Worker advocates and labor lawyers, however, argued that the rule would give owners control of tips, which they could distribute as they see fit.

Molly Elkin, an attorney who represents workers in cases brought under the Fair Labor Standards Act, told The Washington Post in December that it was a fantasy to think that employers would handle the tips equitably. “The proposed rule does nothing more than authorize wage theft on the part of the employer,” noted Elkin, a partner at the Washington law firm Woodley & McGillivary. “The employer can simply pocket the tips, and Trump’s [Labor Department] will not care.”

In recent years, high-profile chefs and restaurateurs have been sued for alleged wage theft, including Mario Batali, Daniel Boulud, Jessica Biel and the owner of the four-star Sushi Nakazawa in New York. What’s more, in an investigation of more than 9,000 full-service restaurants from 2010 to 2012, the Labor Department’s Wage and Hour Division found that nearly 84 percent of the establishments had some type of violation, including tip violations.

The Trump Labor Department’s proposal motivated workers and their advocates to take action across the country. People left more than 218,000 comments on the proposed amendment when it was published in the Federal Register in December; most were against the rule. Workers and activists also protested at Labor Department buildings in 20 cities, according to Restaurant Opportunities Centers United, or ROC United, an advocacy group for restaurant employees. At the Labor Department’s headquarters in Washington, protesters hung a banner on the building that read: “Trump, Don’t Steal Our Tips!”

The new law protects servers’ tips from management and owners, which is what ROC United and other worker advocates had been fighting for. They also support tip sharing with back-of-the-house employees as long as front-of-the-house employees are not subjected to a sub-minimum wage. Currently, 43 states allow tipped workers to be paid less than minimum wage.

“Today represents a historic victory for restaurant workers,” Saru Jayaraman, ROC United’s president, said in a statement on Wednesday. “The National Restaurant Association wanted to steal workers’ tips, but the workers said no — and they won. The fact that hundreds of thousands of workers stood up and said no to employers taking their tips, and that congressional leadership listened and acted, is a testament to the power of workers standing up together.”

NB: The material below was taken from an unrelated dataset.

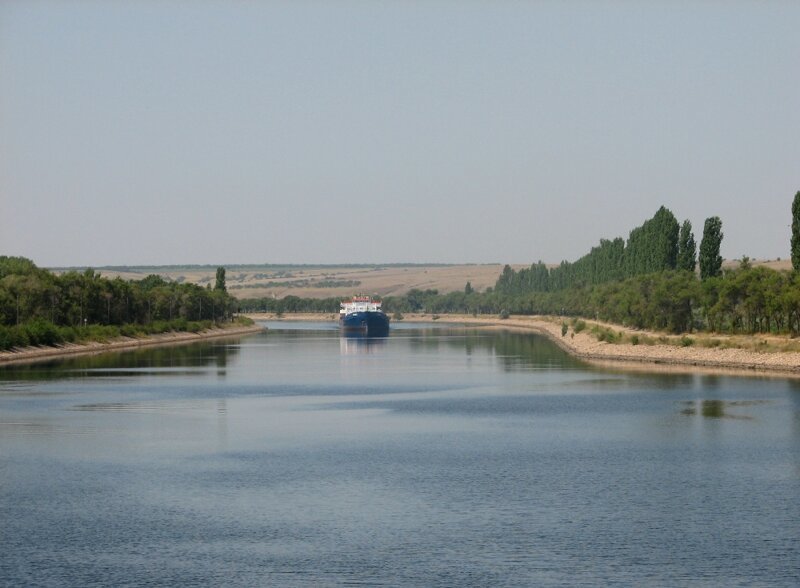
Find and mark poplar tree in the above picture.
[700,216,722,280]
[214,267,227,292]
[792,192,800,270]
[677,219,697,272]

Jayaraman added that servers in the seven states where they are paid the full minimum wage before tips (the federal minimum wage is $7.25, but it’s higher in other jurisdictions) make the same or more in tips as those servers in states with a sub-minimum wage. What’s more, there is less sexual harassment for female servers, she says, and there is more harmony between front and back of the houses. She hopes the new law encourages more businesses to pay all employees one wage, which would then allow them, under the new law, to share tips with all hourly workers, whether front or back of the house.

The Restaurant Law Center issued a statement Wednesday on the new provision, generally content with it but bemoaning the high penalties (“not to exceed $1,100”) for each violation of the tipping law.

“As the voice for restaurants in every local community, we want to ensure that servers, bussers, dishwashers, cooks, and others who work as a team to provide great customer service in the industry have access to share in tips left by customers, as this legislation clearly allows.  We are also pleased that the illegal 2011 rule enacted by the previous Administration is being eliminated by this legislation, but our concern is the enforcement and penalty language for unintentional violations goes too far,” said Amador.